Heavy thinking also often beats majority voting (which they call Vote@K). Even in the case where only a few of the models found the right answer, the deliberation step could reason through the correct answer, despite the fact that the majority got it wrong.

Even more surprisingly, they report that stronger models can approach the upper bound, when only one model gets the right answer (Pass@K). In other words, if just one of the parallel attempts found the right answer, a strong deliberation model would identify it.

The strongest results appear on difficult reasoning benchmarks like: AIME25, BeyondAIME, HMMT25-Feb, GPQA-Diamond. On harder benchmarks, the advantage over voting becomes more pronounced.

Table 1. Overview performance of heavy mode on STEM tasks

The results are more mixed outside STEM. Heavy thinking helps on correctness-oriented tasks like: LiveCodeBench, IFEval and IMO-style answer benchmarks. These tasks still have relatively clear success criteria. Code either passes tests or it does not. Instruction following can be checked. Math answers can be verified.

But the gains are weaker on Arena-Hard. Arena-Hard is more subjective and preference-based. There may not be a single correct answer. In that setting, combining multiple answers does not necessarily produce something the judge prefers.

Further Analysis

The paper also investigates why heavy thinking works, which is probably the most significant contribution.

Sequential deliberation can rescue low-frequency correct answers

A key finding is that deliberation can sometimes recover correct answers even when they are not the majority. If 3 out of 16 trajectories are correct, majority voting may still fail. But a deliberation model can inspect the reasoning and decide that the minority answer is actually better.

The authors describe the deliberation model as acting like an implicit verifier. It compares trajectories, identifies inconsistencies, and seeks the strongest reasoning path.

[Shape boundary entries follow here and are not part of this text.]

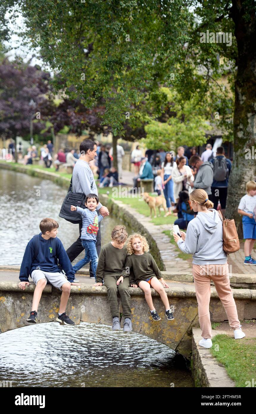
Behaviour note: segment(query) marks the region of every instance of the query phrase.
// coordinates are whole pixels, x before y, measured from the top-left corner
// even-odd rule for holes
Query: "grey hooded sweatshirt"
[[[188,224],[185,241],[178,246],[184,253],[193,254],[194,265],[224,265],[227,255],[223,250],[222,222],[218,212],[208,214],[199,212]]]
[[[213,165],[211,162],[206,161],[198,169],[194,183],[194,188],[202,188],[208,195],[210,195],[212,193],[211,187],[213,181]]]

Figure 2. Pass rate distribution of heavy thinking across different parallel pass rates

The deliberation model does not need to be the best reasoning model

The paper also tests different models in the second-stage deliberation role. The interesting result is that the deliberation model does not necessarily need to be the strongest raw problem solver. It mainly needs to be good at reading reasoning traces, comparing arguments, identifying mistakes and synthesising a final answer

That suggests the two stages may need different capabilities. The first-stage model needs to generate diverse, high-quality attempts. The second-stage model needs to judge and summarise those attempts well. Again, this feels a lot like meta-models in Stacking solutions, where ensemble diversity tends to matter more than the strength of individual models.

Iteration has a trade-off

Iterative deliberation can improve Heavy-Mean performance as more rounds of deliberation are added, but it also has a downside. The paper finds that Heavy-Pass can degrade with increasing iterations. The likely reason is that later deliberation rounds can inherit mistakes, noise, or bias from earlier summaries. So, more deliberation is not automatically better.

Heavy thinking also works with tool use

The authors also test heavy thinking in tool-interleaved reasoning scenarios. In these experiments, models can use a Python interpreter during the parallel reasoning stage. Heavy thinking still beats majority voting across the tested models and datasets. This suggests the same pattern works even when the reasoning trajectories include tool feedback.

References

Nate. GPT-5 Pro: The First AI That's Smarter and Worse at Once. August 2025.